Saturday, November 12, 2011

Spirits in my Conscience

I have been struggling the concept of demon possession. Great, another wacko pastor-type! That is the reaction I most fear when I dare to think about this. But here is the problem.

Tomorrow I preach about Jesus binding, silencing, and casting out demons-then equipping his disciples to do the same. And now, tonight, God has cast the verse from 1 Corinthians 12:3, "Nobody can say 'Jesus is Lord' except by the Holy Spirit." And it connected for me. I understand what Paul is saying. Anyone can mouth the words "Jesus is Lord", to be indwelt by the Holy Spirit, to be truly accepting of Jesus in our hearts, to be truly in God's hands, is when those words truly carry meaning in our own lives.

Paul is fairly consistent with this concept of Holy Spirit-possession, when he talks about doing the things he does not want to do and not doing the things he wants to do. I recognize that enough in my own life. Tying back to Holy Spirit-possession, we begin a journey under that power of turning our lives over to God, of being able to live more in the love of Christ than in the life of sin we came out of.

All that is pretty sound, orthodox 'life in Christ' kind of stuff. But what about the flip side of it? Possession by Spirits that aren't so holy? Now this is a very dangerous topic, because addiction was for a very long time attributed in many instances to demon possession. Depression, bipolar disorder, how many other medical conditions have led to people being treated in cruel and vicious ways in the name of liberating them from demons?

And we are free, responsible beings, responsible for our own decisions and choices. But there is something in the middle there, something I cannot scientifically prove, but something I have seen in my own experience (so-called anecdotal evidence) of people exhibiting self-destructive, sinful, or destructive behavior with what I can only describe as addictive tendencies in ways that I cannot explain.

"The devil made me do it" is no excuse, never has been. Using that excuse undercuts the power of the Holy Spirit. But our lives contain conflicts that, I believe, rise above what we can simply see with our eyes and hear with our ears. But it is a power that runs in both directions, for good, and for ill. And as the Holy Spirit is the author of the good, it will always be victorious.

Tuesday, November 8, 2011

Why "Oliver Twist" Makes A Lot of Sense

I've been listening to Oliver Twist on audio. I think it has a lot to say about our Foster Care system today. Indentured apprenticeship, church-run workhouses, providing for the poor, but not so much that they can have any fun at all... And yet today, we would call Oliver Twist a social commentary.

Yet there was nothing there that runs contrary to Holy Scripture. The bible does not condemn indentured apprenticeships for children as young as 9-though in the bible that would all under the category of "slavery". The bible, in fact, does not condemn child labor either-the father was the head of the household and everyone fell into place...or else. David was 12 (by interpretive extension) when he was in a life threatening occupation of sheep-herding, taking on lions and tigers and bears...oh my... Okay, truth be told, no tiger is recorded in Scripture.

Yes, we founght a war about it in this country, yes, the bloodiest conflict on U.S. soil, yes, slavery is officially banned in this kinder, gentler world. And no, I am not willing to demonstrate in my own life how it might be something to reconsider. But when you take these culturally run structures, when you take the support or condemnation of Holy Scripture, you can make convincing arguments why bad things are good for us.

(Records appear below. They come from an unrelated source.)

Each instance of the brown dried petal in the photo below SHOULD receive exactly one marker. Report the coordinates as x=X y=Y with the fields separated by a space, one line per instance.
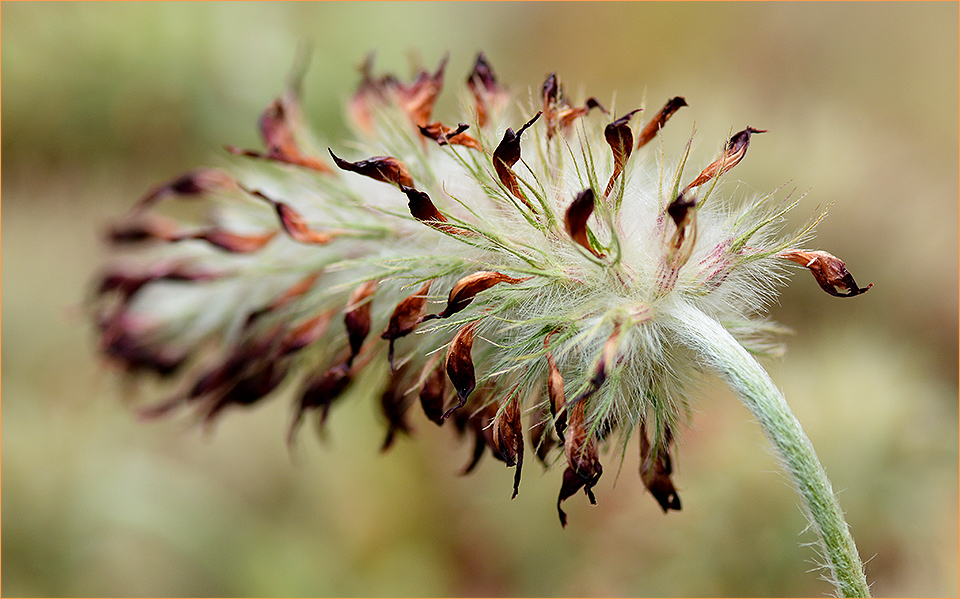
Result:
x=683 y=212
x=731 y=156
x=232 y=242
x=406 y=316
x=447 y=135
x=583 y=462
x=433 y=391
x=659 y=120
x=380 y=168
x=506 y=155
x=831 y=273
x=620 y=138
x=319 y=394
x=418 y=98
x=467 y=288
x=655 y=472
x=394 y=404
x=295 y=225
x=508 y=438
x=357 y=317
x=190 y=184
x=483 y=84
x=576 y=218
x=558 y=400
x=459 y=364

The thing about slavery is that our choices about whether or not to have slavery were never made by the slaves themselves. People who were not slaves, would never be slaves because of the color of their skin, people of a cultural class who had the capacity to own slaves, they were the ones whose moral compasses pointed them for or against this horrid condition on behalf of those people who were enslaved, or freed from enslavement.

And here we are again, arguing about homosexuality. We who are "free of that condition" are arguing over the fate of those who have "chosen that condition" as it pertains to Scripture and it pertains to the church. And because the interpretation of Holy Scripture is to condemn homosexuality, the conclusion is that people must choose to be homosexual, because God would not condemn his own creation, because God would not condemn homosexuality if that were the "way God made us".

And the trouble on the other side is if support of homosexuality is the theological position of the church, an intentional biblical "set aside" apparently must occur. And we act like we have never done this before.

But if we are just operating on the "plain reading" of Scripture, we have been operating on this "set aside" notion for generations. Slavery, women's inequality, racial inequality, all of these have been successfully argued from the "plain reading" of Scripture. And they have been overturned because there is a more fundamental law running all the way through God's Word.

That is the Law of Love, which transcends cultural and historic circumstances, which transcends legal niceties and moral categories, to go back to that most fundamental relationship of God and us, God's creation. it is what Jesus died for. It is what the Holy Spirit was sent for. It has guided our understanding of God's Word for two millenia. It allows us to live in tension with some very interesting and oddball points of view found in the bible.

And it needs to speak to us again today.